Christian Theology in a Thumbnail: Creation (8)



          Don’t worry - we’re not going to get into creationism or evolutionism here!  Creation in the Bible is a far richer reality than that.

          I want to highlight three matters here.  First, is that the dominant view of God’s creative activity in the Bible is creatio ex nihilo (“creation of out nothing”) by the sheer word of God (Psalm 33).  God is creative in a sense that no creature is.  We fashion, make, produce, and build but God requires no pre-existing matter to act on.  He creates by fiat, by the power of his Word.  God’s Word is world-making, history-making, and people-making.  This is an extraordinary way to say “Grace”.  We contribute, can contribute nothing to our own existence.  Life is given to us as “pre-existing” material on which we can shape, fashion, build, or produce what we can.  But none of us can create our own life.

          Secondly, the thrust of the doctrine of creation can be best summed up I think like this:  matter matters, and it matters eternally.  Contra the dualist tendency in the west to play off spirit and matters against one another, valorizing the former and denigrating the latter, the Bible insistently refuses such an understanding.  The Christian God does not make junk nor does he abandon what he has made.  Creation is destined for glory, for the full flourishing of its Creator’s gifts and graces.  He will not give up on it until it is all he created it to be.  Like I said, matter matters, and it matters eternally.

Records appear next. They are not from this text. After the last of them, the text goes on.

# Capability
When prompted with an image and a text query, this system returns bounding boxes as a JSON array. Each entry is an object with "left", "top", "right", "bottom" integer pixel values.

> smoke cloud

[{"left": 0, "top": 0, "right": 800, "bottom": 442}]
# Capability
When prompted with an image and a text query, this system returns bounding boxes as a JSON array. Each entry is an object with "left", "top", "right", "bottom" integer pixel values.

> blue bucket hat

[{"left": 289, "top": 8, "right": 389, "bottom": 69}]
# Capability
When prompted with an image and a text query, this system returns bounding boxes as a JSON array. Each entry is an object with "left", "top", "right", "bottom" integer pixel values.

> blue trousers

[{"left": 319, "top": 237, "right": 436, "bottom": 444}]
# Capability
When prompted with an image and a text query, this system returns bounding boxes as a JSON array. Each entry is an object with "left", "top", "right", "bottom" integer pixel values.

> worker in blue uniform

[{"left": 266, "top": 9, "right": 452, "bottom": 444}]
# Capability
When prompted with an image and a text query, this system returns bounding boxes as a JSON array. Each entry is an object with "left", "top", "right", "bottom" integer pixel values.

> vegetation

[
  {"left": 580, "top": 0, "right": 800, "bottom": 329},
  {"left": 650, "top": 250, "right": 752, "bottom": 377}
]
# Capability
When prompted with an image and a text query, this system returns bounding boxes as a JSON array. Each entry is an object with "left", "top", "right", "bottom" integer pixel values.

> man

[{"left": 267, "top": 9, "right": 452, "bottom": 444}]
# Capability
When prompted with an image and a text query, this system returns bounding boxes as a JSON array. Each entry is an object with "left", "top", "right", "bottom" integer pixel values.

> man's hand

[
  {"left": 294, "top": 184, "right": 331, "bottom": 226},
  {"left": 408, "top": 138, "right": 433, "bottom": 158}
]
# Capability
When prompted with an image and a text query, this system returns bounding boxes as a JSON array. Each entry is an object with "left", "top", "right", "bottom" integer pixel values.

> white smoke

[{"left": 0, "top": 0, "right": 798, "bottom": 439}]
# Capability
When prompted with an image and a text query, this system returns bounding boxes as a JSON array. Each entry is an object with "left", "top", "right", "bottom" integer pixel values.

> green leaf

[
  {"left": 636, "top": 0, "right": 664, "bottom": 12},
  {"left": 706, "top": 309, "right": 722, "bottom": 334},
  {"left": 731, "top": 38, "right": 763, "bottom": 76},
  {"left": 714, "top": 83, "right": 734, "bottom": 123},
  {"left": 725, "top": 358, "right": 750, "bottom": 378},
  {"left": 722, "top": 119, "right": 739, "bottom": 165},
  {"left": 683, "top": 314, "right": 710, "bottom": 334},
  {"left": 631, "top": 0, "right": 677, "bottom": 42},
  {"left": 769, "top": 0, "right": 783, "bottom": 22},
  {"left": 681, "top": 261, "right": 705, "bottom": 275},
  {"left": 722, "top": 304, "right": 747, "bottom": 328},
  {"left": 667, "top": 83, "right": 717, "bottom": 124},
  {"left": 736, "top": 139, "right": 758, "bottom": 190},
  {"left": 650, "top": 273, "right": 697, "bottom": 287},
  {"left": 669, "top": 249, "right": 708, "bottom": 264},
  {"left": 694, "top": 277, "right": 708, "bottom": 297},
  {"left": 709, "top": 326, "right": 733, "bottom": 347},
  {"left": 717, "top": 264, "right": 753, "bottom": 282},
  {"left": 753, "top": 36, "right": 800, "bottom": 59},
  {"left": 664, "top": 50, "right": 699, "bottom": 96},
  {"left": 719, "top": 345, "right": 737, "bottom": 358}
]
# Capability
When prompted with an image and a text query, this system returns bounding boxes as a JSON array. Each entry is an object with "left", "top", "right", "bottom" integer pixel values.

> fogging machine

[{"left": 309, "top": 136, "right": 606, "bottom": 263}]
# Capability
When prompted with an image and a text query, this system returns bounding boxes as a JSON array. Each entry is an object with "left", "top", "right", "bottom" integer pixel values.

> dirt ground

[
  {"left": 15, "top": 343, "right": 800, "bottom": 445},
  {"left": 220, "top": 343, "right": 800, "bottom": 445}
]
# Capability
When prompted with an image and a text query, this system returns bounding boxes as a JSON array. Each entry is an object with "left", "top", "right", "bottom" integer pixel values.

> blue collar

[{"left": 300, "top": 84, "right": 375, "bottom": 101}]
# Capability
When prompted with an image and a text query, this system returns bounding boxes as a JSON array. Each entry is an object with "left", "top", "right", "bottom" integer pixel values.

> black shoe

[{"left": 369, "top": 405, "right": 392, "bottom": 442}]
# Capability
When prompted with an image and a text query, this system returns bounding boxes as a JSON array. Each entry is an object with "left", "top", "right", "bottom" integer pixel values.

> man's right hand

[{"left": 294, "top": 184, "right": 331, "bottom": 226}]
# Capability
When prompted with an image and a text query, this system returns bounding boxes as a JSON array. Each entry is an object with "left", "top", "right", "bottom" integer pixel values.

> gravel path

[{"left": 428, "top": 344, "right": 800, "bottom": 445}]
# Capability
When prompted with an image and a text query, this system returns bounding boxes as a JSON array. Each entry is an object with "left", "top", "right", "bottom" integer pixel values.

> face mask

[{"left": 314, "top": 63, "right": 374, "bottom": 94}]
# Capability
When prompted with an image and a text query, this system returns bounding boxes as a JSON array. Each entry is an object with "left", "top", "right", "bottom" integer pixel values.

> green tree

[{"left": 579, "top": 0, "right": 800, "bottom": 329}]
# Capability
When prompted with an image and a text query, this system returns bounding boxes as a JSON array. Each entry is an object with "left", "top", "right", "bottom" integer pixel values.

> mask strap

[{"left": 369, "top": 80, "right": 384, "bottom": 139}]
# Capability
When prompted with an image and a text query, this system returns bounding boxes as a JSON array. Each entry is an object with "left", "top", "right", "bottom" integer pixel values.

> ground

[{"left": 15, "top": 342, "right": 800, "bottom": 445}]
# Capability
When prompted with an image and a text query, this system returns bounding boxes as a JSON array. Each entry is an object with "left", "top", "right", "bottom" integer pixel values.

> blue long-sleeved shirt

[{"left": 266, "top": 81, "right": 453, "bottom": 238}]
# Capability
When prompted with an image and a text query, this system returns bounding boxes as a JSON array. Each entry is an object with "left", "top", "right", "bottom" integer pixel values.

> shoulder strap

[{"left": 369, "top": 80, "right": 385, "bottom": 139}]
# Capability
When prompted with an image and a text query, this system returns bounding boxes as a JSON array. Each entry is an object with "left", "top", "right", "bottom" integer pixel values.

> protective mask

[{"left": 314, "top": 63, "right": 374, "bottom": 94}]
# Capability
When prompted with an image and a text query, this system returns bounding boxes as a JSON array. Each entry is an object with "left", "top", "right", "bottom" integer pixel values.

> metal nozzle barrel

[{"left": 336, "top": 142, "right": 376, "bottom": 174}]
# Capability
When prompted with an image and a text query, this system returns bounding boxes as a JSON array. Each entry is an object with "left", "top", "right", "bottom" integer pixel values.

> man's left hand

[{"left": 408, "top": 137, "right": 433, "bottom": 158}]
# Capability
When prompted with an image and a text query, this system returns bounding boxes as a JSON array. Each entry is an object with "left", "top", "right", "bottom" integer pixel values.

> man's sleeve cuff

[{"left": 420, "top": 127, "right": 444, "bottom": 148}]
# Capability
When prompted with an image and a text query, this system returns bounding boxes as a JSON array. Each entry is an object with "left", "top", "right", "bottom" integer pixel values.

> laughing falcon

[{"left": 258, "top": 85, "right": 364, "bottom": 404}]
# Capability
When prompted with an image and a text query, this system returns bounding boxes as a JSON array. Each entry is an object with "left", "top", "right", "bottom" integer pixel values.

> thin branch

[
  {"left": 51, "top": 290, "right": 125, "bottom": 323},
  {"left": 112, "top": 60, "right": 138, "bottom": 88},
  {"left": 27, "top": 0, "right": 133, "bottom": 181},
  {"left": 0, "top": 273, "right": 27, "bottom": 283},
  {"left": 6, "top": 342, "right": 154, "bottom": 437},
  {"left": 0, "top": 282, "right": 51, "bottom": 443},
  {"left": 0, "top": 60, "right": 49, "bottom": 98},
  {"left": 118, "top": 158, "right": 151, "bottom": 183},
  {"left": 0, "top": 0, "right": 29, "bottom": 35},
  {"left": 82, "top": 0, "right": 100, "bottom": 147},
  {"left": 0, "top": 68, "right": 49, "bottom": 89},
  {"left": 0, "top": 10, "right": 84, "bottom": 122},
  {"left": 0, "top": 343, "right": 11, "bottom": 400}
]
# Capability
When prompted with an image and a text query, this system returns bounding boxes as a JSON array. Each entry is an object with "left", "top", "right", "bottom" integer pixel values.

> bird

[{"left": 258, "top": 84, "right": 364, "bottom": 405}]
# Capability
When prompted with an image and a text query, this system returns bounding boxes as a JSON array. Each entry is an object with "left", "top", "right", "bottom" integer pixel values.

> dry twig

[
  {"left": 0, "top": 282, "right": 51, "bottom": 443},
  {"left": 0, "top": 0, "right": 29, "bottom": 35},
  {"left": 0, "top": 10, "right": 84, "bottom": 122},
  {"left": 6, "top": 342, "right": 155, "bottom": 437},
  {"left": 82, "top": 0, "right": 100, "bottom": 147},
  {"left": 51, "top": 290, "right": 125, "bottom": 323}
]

          Thirdly, creation is the indispensable “stage” on which humanity plays out our drama with God and each other.  We come from it (the dust of the earth, Gen.2) and return to it at death.  In resurrection God will give us a new body to live on the new earth forever with him.  Even Jesus retains his body for all eternity. Humans are “ensouled bodies” or “embodied souls,” or as someone put it, our bodies are the face of our souls.
 
          These, I suggest, are the critical theological and ethical learnings we need to take away from our reflections on creation.